Selain itu, banjir informasi yang tersedia di dunia digital juga berpotensi membuat anak-anak dan remaja lebih mudah menerima informasi tanpa melakukan proses verifikasi atau analisis yang memadai. Akibatnya, mereka menjadi lebih rentan terhadap penyebaran informasi yang tidak benar atau hoaks.
Sebagai langkah preventif, DWP Kaltara berencana mendorong berbagai program yang berfokus pada penguatan karakter dan literasi keluarga.
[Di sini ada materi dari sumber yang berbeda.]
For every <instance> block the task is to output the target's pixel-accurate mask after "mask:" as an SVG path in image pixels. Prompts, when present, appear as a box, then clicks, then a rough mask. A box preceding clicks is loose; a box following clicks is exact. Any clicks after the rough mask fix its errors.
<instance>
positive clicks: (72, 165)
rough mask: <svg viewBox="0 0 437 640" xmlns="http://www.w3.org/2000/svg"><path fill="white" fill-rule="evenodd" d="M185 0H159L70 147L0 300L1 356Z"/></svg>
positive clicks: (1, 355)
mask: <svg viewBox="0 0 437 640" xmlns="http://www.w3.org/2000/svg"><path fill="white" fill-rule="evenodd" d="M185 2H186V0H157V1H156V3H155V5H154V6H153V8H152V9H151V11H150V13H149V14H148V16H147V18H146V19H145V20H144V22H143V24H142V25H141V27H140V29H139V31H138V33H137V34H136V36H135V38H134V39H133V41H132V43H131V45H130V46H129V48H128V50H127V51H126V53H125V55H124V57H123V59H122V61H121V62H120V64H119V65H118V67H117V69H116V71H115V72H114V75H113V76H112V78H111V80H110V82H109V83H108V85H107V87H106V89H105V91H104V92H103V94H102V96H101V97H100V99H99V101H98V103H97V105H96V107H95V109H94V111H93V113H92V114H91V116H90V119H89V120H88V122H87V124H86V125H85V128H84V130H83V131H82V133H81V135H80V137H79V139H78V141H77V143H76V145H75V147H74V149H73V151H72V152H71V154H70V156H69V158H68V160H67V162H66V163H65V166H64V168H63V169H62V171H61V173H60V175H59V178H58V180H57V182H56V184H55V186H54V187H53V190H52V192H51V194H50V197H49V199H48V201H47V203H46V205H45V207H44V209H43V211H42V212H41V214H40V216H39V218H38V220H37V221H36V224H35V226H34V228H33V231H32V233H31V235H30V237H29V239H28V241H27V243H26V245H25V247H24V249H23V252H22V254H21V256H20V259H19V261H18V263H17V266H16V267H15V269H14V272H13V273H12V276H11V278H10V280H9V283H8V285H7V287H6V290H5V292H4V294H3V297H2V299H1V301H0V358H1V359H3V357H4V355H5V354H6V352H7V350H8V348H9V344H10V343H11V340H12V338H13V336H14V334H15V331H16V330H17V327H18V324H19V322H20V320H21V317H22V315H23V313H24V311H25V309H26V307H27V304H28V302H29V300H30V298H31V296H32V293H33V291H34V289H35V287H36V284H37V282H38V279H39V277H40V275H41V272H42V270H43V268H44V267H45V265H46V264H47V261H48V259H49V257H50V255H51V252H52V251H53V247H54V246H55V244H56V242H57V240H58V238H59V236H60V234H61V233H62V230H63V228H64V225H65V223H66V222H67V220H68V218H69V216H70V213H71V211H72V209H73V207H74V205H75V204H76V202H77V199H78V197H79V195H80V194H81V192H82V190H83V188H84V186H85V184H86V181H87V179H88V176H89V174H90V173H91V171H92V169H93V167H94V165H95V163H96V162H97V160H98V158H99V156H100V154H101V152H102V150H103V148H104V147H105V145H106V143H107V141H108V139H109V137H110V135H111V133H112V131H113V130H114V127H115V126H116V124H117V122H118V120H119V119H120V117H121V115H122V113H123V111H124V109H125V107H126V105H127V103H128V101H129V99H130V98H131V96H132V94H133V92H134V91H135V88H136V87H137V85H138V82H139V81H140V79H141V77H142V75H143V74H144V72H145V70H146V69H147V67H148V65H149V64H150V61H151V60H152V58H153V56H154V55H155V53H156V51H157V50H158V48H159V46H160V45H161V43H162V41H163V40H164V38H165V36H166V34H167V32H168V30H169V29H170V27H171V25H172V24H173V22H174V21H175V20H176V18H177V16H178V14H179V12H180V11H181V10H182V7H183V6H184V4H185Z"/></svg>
Salah satu upaya yang disarankan adalah membiasakan anak membaca buku fisik selama 10 hingga 30 menit setiap hari.
Kebiasaan tersebut diyakini dapat membantu meningkatkan kemampuan berpikir kritis, memperkuat daya analisis, serta membangun karakter positif sejak usia dini.
Selain seminar, suasana kegiatan juga semakin semarak melalui lomba membuat dan merangkai pantun yang diikuti para anggota DWP. Kegiatan tersebut bertujuan melestarikan budaya, mempererat silaturahmi antaranggota, serta mendorong kreativitas dalam organisasi.
Melalui kegiatan ini, DWP Kaltara berharap para anggota dapat menjadi agen perubahan di lingkungan keluarga dengan menciptakan pola pengasuhan yang mendukung tumbuh kembang karakter anak secara positif di tengah pesatnya perkembangan teknologi dan informasi.